I have only gone through the beginning of the series, but it really strikes me as "that's just a page pointer with the rule being that you always use the head pointer".
I don't mind that rule, but what's the advantage of introducing a new name for that? IOW, I get the feeling that almost all of this could/should just be "don't use non-head pages".
Is there something else that appears later?
Linus
On Mon, May 17, 2021 at 4:37 PM Linus Torvalds torvalds@linux-foundation.org wrote:
I don't mind that rule, but what's the advantage of introducing a new name for that? IOW, I get the feeling that almost all of this could/should just be "don't use non-head pages".

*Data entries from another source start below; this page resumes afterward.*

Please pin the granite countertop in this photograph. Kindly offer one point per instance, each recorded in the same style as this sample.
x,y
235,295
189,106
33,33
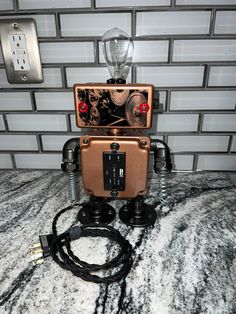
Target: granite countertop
x,y
184,264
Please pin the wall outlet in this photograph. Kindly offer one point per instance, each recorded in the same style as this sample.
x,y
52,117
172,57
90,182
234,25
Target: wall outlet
x,y
21,51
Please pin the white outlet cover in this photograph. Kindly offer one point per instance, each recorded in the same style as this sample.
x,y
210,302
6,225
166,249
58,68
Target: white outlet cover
x,y
20,49
19,52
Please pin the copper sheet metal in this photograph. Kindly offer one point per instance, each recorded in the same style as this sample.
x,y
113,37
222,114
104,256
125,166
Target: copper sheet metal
x,y
137,157
119,96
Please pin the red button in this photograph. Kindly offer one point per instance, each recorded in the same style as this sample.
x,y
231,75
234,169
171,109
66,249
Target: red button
x,y
143,108
83,107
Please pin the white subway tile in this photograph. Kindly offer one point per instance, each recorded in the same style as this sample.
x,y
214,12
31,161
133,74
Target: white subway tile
x,y
53,4
86,75
203,100
67,52
130,3
234,145
36,122
18,142
94,24
177,122
217,162
222,76
2,127
219,122
5,161
225,22
145,51
54,142
52,78
204,50
6,5
74,127
198,143
45,23
38,161
15,101
162,23
54,101
205,2
171,75
182,162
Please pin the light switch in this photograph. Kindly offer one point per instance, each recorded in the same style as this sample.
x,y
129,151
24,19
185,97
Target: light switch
x,y
20,50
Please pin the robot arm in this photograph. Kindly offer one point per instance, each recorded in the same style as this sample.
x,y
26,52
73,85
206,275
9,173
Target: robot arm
x,y
162,167
70,165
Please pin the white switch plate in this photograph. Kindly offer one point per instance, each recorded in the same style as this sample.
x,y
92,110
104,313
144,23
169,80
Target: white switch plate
x,y
19,52
20,49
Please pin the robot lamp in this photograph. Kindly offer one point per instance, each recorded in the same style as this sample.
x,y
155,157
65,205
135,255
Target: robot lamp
x,y
114,151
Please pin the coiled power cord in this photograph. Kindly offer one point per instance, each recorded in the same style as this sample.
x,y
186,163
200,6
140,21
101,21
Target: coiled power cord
x,y
59,247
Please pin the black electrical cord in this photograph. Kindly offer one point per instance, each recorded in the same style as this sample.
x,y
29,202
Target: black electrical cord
x,y
62,254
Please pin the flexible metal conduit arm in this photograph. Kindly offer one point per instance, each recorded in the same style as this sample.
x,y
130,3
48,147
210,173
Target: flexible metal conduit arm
x,y
162,166
70,165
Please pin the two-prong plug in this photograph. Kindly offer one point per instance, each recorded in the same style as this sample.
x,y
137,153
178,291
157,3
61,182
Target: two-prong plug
x,y
40,250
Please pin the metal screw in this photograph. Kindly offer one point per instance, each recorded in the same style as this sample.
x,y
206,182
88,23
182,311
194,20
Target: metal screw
x,y
114,146
143,144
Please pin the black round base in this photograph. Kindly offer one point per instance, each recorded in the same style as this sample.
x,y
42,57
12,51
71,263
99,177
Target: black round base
x,y
141,218
96,213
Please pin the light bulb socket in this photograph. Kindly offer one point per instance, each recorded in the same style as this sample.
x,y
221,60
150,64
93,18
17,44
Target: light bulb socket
x,y
116,81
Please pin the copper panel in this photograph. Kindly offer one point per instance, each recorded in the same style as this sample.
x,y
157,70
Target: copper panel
x,y
113,106
137,156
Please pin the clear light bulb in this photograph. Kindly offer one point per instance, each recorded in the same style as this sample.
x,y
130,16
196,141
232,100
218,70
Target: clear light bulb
x,y
118,52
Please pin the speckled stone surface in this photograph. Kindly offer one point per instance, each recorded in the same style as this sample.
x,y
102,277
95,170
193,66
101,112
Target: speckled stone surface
x,y
184,264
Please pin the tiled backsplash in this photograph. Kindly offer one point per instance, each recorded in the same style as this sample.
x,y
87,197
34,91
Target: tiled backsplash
x,y
186,48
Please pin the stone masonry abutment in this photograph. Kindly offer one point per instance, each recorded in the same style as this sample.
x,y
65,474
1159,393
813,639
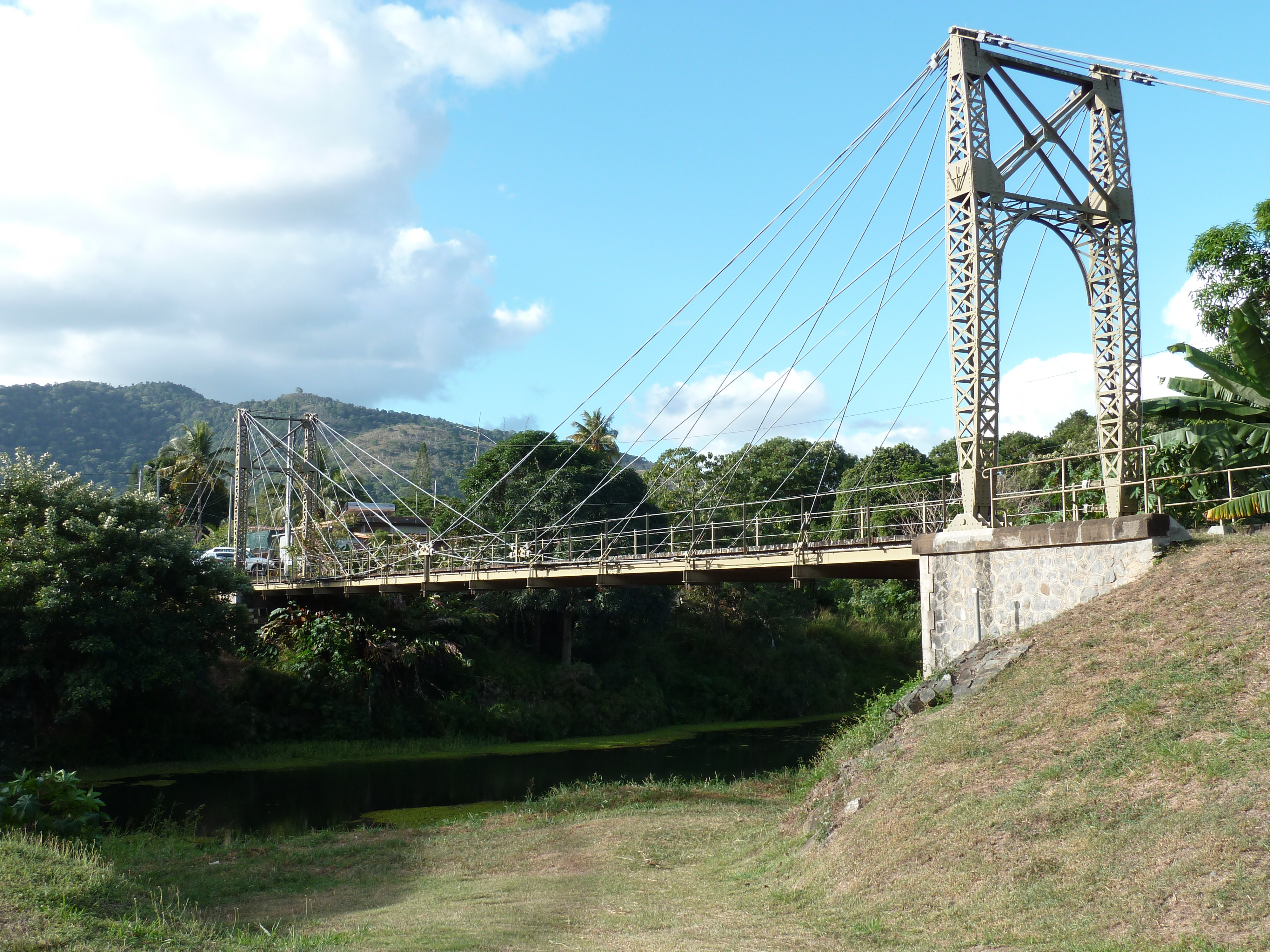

Put another way: I've often wanted to remove the (quite expensive) "compund_head()" calls out of the code page functions, and move them into the callers (and in most cases they probably just end up disappearing entirely, because the callers fundamentally always have a proper head page).
It feels like this is what the folio patches do, they just spend a *lot* of effort doing so incrementally by renaming things and duplicating functionality, rather than just do it (again incrementally) by just doing one compound_head() movement at a time..
Linus
On Mon, May 17, 2021 at 05:02:01PM -0700, Linus Torvalds wrote:
On Mon, May 17, 2021 at 4:37 PM Linus Torvalds torvalds@linux-foundation.org wrote:
I don't mind that rule, but what's the advantage of introducing a new name for that? IOW, I get the feeling that almost all of this could/should just be "don't use non-head pages".
Put another way: I've often wanted to remove the (quite expensive) "compund_head()" calls out of the code page functions, and move them into the callers (and in most cases they probably just end up disappearing entirely, because the callers fundamentally always have a proper head page).
It feels like this is what the folio patches do, they just spend a *lot* of effort doing so incrementally by renaming things and duplicating functionality, rather than just do it (again incrementally) by just doing one compound_head() movement at a time..
I tried that, and I ended up in whack-a-mole hell trying to figure out all the places that weren't expecting to see a head page. If you look at the master branch from that repo: https://git.infradead.org/users/willy/pagecache.git/shortlog
it basically redefines a THP to be arbitrary order and then tries to ram through using head pages everywhere. It's definitely missing a few spots in the writeback code that get the accounting entirely wrong. So I decided a new type was in order to distinguish between the places which do need to see a struct page (vmf->page being one) and those that are dealing with pages for accounting purposes.